Wish, Come True by Mary Q. Steele is also a Weekly Reader paperback I ordered in fourth or fifth grade.  I also remembered this book fondly.  And unlike The Magic Grandfather, I actually enjoyed this re-read.  Wish, Come True is a better book all around.  It's not Harry Potter either; I guess we didn't want to read epics back in fourth grade.  It should be longer.  It's derivative of E. Nesbit and Edward Eager too (Nesbit is far superior to both).  But it was still cute.  Meg is an interesting character, and today she'd be part of a longer series of adventures, four books at least.   She's the younger sister, but she's also the more strong-willed leader of the two, which is unusual in children's literature.
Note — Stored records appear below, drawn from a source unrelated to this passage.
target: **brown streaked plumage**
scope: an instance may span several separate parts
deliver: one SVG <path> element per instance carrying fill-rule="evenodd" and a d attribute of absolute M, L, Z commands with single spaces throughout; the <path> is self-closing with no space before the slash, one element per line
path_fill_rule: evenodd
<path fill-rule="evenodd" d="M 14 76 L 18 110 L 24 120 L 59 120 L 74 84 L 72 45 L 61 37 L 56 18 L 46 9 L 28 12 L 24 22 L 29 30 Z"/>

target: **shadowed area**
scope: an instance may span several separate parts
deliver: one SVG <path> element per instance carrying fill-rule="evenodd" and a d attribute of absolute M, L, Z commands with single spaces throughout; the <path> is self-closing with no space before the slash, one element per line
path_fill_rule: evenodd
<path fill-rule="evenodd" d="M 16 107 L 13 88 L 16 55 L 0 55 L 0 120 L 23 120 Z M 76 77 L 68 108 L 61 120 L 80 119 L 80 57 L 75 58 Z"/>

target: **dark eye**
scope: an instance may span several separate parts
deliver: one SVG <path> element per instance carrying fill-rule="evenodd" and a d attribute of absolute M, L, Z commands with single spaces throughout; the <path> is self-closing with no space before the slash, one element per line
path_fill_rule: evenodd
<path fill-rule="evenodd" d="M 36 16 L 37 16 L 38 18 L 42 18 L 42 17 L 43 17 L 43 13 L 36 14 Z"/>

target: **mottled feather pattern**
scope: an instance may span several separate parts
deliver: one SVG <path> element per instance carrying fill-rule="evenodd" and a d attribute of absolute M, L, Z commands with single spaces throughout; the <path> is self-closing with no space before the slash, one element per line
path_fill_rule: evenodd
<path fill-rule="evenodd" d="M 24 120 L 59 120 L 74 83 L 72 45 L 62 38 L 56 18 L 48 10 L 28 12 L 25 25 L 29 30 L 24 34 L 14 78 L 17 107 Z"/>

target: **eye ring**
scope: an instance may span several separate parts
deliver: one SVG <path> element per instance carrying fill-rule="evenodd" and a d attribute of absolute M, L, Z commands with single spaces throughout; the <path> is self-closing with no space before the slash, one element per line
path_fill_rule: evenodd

Wish, Come TrueWish, Come True by Mary Q. Steele
My rating: 4 of 5 stars

This vintage children's fantasy from 1979 is still an enjoyable read after all these years. it's certainly no Harry Potter, but it is has some sharp humor. Meg, the younger sister, leads her slightly older brother on their magical adventures, which is unusual in children's literature (it seems that older siblings are always the leaders in some way, especially male older siblings). The book could be longer (it would be longer if written today, and also part of a never ending series), and the modern young reader is going to be left longing for more adventures that never come. You could lead that young readers who want more to E. Nesbit, as Wish Come True is derivative of Nesbit's Five Children and It, or Edward Eager, Nesbit's American knock-off. But it holds up really well; other than the children walking by themselves to a nearby park in a big city (I can't see that happening now), I don't think anything really sticks out as 1979 (except maybe the illustrations?).